Por Francisco Bicudo e Elisa Marconi

O estresse tornou-se intenso, crônico, e o professor sente-se permanentemente cansado, sem motivação. Irrita-se com facilidade, está sem paciência. Não consegue mais ver significado no trabalho que desenvolve e acredita que não tem mais competência para lecionar – “minhas aulas estão horríveis”, pensa –; por isso, falta com freqüência. Deixou de ir a cinemas, teatros, não viaja. Há tempos deixou de procurar os amigos.
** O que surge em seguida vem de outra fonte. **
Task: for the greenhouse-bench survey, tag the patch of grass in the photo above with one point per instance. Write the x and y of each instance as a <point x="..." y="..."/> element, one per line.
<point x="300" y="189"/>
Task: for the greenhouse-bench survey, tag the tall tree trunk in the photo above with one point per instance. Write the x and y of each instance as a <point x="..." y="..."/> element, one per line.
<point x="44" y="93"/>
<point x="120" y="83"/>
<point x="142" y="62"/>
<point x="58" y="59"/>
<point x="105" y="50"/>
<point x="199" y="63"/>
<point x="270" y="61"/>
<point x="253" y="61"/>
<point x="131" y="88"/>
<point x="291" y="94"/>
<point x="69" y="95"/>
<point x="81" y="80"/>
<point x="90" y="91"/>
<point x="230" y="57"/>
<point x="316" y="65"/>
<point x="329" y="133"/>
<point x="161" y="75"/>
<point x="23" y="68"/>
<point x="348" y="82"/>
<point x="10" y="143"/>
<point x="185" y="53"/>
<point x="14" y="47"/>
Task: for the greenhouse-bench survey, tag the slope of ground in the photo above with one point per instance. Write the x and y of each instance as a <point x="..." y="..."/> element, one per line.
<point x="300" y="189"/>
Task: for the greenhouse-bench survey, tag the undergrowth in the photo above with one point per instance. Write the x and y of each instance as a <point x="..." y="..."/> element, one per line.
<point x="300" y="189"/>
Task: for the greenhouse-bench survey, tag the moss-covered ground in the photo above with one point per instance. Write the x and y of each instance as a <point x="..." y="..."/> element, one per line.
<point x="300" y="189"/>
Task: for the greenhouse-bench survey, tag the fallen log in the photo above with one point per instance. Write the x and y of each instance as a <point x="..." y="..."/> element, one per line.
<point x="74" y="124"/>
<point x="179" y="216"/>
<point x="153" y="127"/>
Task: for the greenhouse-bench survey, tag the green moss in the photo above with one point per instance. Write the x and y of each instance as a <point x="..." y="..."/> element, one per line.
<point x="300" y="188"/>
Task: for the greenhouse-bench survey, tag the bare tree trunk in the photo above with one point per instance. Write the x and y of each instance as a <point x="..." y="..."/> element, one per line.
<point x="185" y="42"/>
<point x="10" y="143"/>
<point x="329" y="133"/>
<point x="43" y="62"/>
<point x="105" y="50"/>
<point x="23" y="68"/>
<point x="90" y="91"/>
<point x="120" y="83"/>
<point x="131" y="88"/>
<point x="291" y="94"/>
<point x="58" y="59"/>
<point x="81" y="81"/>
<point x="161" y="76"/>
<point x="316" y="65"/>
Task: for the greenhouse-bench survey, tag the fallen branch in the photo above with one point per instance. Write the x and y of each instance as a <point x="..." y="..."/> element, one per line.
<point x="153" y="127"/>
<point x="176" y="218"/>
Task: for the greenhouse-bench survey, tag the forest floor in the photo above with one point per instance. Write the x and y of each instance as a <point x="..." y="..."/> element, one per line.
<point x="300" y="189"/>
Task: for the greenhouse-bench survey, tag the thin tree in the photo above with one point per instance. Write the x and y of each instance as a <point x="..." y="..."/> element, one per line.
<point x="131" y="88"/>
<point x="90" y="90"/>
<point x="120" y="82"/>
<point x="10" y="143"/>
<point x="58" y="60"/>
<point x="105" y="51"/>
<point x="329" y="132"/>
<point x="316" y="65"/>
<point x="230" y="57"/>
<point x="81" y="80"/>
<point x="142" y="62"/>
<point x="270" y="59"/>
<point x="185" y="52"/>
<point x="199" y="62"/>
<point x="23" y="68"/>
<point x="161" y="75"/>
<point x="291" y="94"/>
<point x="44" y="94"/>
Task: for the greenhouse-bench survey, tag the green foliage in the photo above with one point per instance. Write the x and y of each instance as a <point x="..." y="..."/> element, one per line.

Não, não se trata apenas de depressão profunda. Esse professor – aqui fictício, mas capaz de representar situação vivida por grande parte da categoria – sofre da Síndrome do Desgaste Profissional, ou simplesmente Síndrome de Burnout. O nome popular não foi atribuído por acaso – pode ser traduzido como “aquilo que deixou de funcionar”.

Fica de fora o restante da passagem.